APA_PATTERN = r'^[\w\s,\.]+\(\d{4}\)\.[\s\S]+\.$'

Simple Citation (Fallback)

Author (Year). Title. Source. URL

Regex Pattern:

SIMPLE_PATTERN = r'^.+\(\d{4}\)\..+\..+\.'

Validation Approach

Progressive Validation Strategy:

1. Level 1 - Completeness (Always enforced):

Citation field is non-empty
Source type is one of: journal, conference, book, web, preprint
Year is 4-digit number

2. Level 2 - Format (Warning only):

Citation matches one of the supported patterns (BibTeX, APA, Simple)
If no match, warn: "Citation format not recognized. Consider using BibTeX or APA format."

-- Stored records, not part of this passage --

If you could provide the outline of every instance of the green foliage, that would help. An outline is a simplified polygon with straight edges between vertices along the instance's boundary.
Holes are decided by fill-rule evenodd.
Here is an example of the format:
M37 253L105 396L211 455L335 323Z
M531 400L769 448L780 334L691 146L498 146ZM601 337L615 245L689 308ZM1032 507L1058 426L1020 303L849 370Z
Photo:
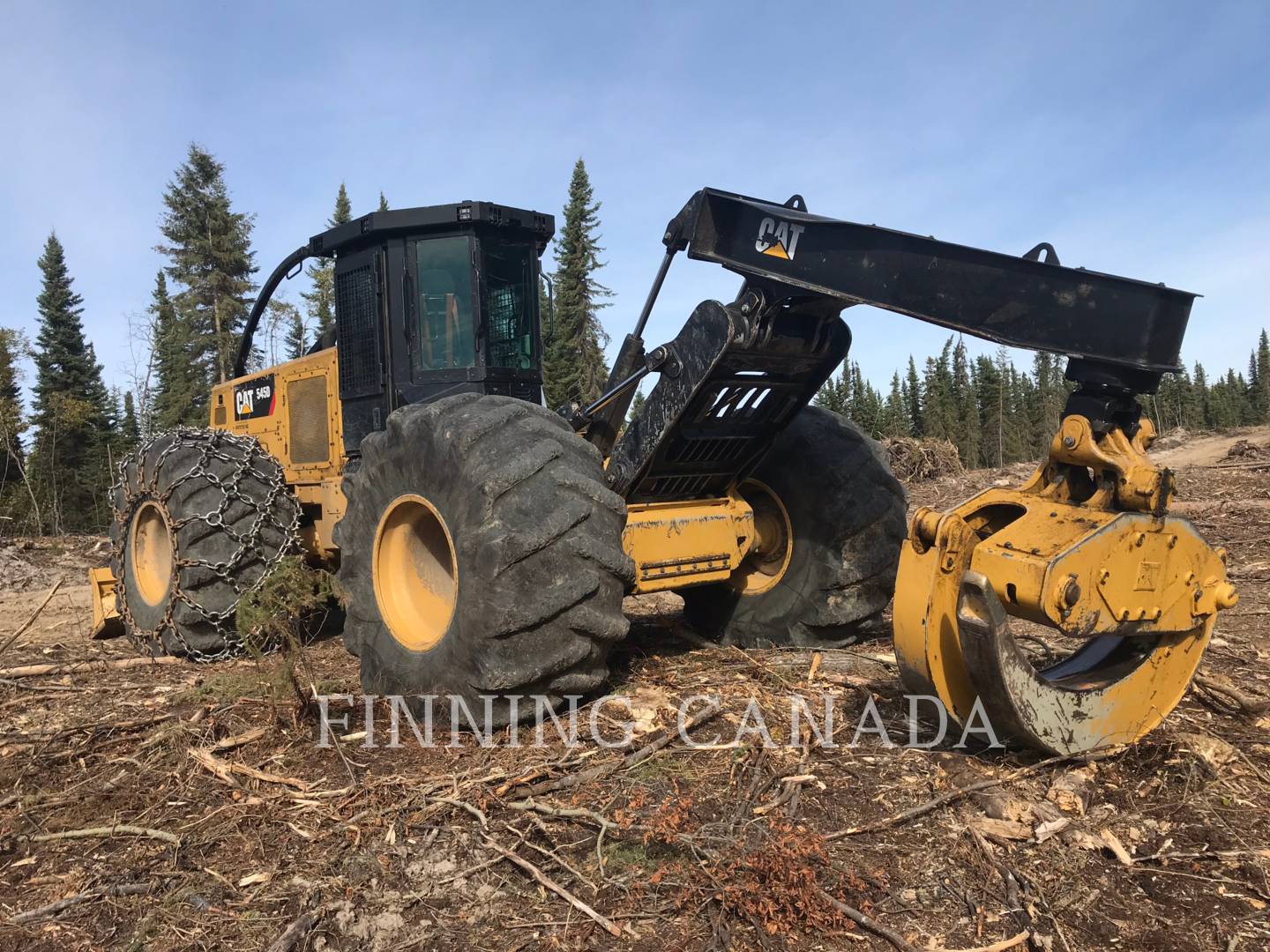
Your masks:
M262 352L260 364L273 367L283 360L304 357L309 341L309 329L300 308L290 301L274 296L264 308L267 352Z
M384 193L380 193L380 202ZM335 211L326 220L326 227L334 228L353 220L353 206L348 201L348 190L344 183L339 183L339 192L335 193ZM319 258L305 270L312 289L300 294L305 302L305 311L312 325L314 335L320 335L335 322L335 261L328 258ZM288 340L290 344L290 340ZM297 354L298 357L298 354Z
M137 420L137 402L132 391L123 393L123 413L119 414L118 446L121 454L131 453L141 443L141 424Z
M232 209L225 166L190 143L185 161L164 193L159 228L168 277L180 286L173 296L190 341L196 418L206 416L212 383L234 364L254 284L253 216Z
M151 426L156 433L202 421L197 392L199 382L193 366L193 341L189 325L177 316L177 306L168 293L168 275L155 277L150 294L150 320L154 326L155 387L151 404Z
M599 310L612 292L596 281L596 272L603 267L598 213L599 202L594 201L587 166L579 159L573 166L555 248L555 335L542 367L547 406L570 400L589 402L608 381L603 352L608 335L599 322Z
M56 234L44 242L39 270L36 437L29 465L43 513L37 520L53 532L99 531L108 519L105 491L113 479L113 401L93 345L84 338L84 300L72 288Z
M966 467L1003 466L1036 459L1048 449L1074 386L1063 371L1062 357L1038 353L1031 372L1021 372L1005 348L970 360L965 345L949 338L937 357L927 358L921 376L909 357L906 374L892 376L885 399L859 364L845 362L820 387L815 404L850 416L874 438L946 439ZM1270 423L1270 338L1261 331L1246 377L1229 369L1209 383L1195 364L1193 374L1165 374L1160 392L1144 395L1142 404L1161 433Z
M22 331L0 327L0 534L22 528L32 513L24 482L25 452L22 434L27 421L22 406L22 369L18 362L30 354Z
M253 652L304 641L314 616L335 598L334 579L310 569L300 556L278 562L269 576L239 602L235 625Z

3. Level 3 - Quality (Optional, for strict mode):

Check for DOI/URL presence
Validate journal/conference names against known lists
Check year is reasonable (1900-2030)

Implementation:

# src/specify_cli/validators/research.py

import csv
import re
from pathlib import Path
from typing import List, Tuple

class CitationError(Exception):
    pass

def validate_citations(evidence_log_path: Path) -> List[str]:
    """Validate citations in evidence-log.csv.

    Returns:
        List of validation issues (empty if all valid)
    """
    issues = []

    with open(evidence_log_path) as f:
        reader = csv.DictReader(f)
        for i, row in enumerate(reader, start=2):  # Start at 2 (header is line 1)
            citation = row.get('citation', '').strip()
            source_type = row.get('source_type', '').strip()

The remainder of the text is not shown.